Broken U.S. spy satellite falling out of orbit

Times Staff Writer

Senior government officials said Saturday that they were closely watching a failing U.S. spy satellite that had begun the process of “de-orbiting” and cautioned that the large device was no longer controllable and could hit the Earth as early as late February.

“Appropriate government agencies are monitoring the situation,” said Gordon Johndroe, a spokesman for the National Security Council. “Numerous satellites over the years have come out of orbit and fallen harmlessly. We are looking at potential options to mitigate any possible damage this satellite may cause.”

U.S. officials are unable to maneuver the satellite, and Johndroe declined to say whether it would be possible to shoot down the spy apparatus before it plummets to Earth. He would not divulge further specifics.


At the Pentagon, Air Force Lt. Col.

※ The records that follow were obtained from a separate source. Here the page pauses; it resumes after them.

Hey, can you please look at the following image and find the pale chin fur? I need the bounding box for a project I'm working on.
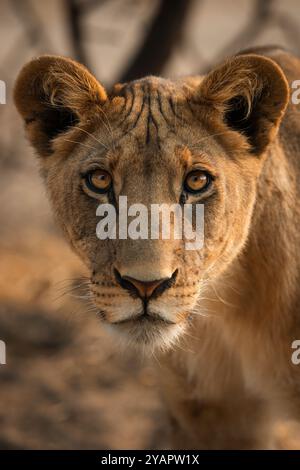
[104,319,187,355]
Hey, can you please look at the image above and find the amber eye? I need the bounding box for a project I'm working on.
[84,169,112,194]
[184,170,211,194]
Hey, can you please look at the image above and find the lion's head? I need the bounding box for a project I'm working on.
[14,53,289,351]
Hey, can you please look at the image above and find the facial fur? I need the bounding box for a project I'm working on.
[14,54,289,352]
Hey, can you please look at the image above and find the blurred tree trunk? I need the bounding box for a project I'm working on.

Karen Finn confirmed that Defense officials thought the satellite could hit the Earth soon but that more analysis would be needed to better determine when, where and in what condition the satellite might crash.

“We are monitoring it,” she said. “The NSC has been talking to us about this, and they confirm it is a de-orbiting satellite.”

White House officials had little more to say about the situation beyond what the Pentagon and the National Security Council disclosed.

The Associated Press, citing unnamed sources, hinted that the satellite could contain hazardous materials, but the sources were not certain.

Nevertheless, administration officials took the precaution of notifying U.S. lawmakers and other nations, and pledged to keep them aware of the situation as the satellite’s failure nears.

Many commercial satellites contain small rockets that ground controllers use to adjust their orbits, and solar panels and rechargeable batteries for power.


Batteries in solar power systems usually are considered hazardous for disposal purposes.

Satellites launched toward planets farther from the sun more often rely on nuclear power.

Some early U.S. and Russian satellites orbiting Earth also used nuclear power, and several accidents over the years resulted in releases of radioactive material.

The contents and operation of U.S. military and spy satellites are classified.

The most significant uncontrolled re-entry by a U.S. craft was Skylab in 1979. Debris from the 78-ton abandoned space station fell into the Indian Ocean and over remote areas of Australia.

In 2000, NASA engineers used rockets aboard the 17-ton Compton Gamma Ray Observatory to bring the satellite down in the Pacific Ocean. And in 2002, officials think debris from a 7,000-pound science satellite fell into the Persian Gulf.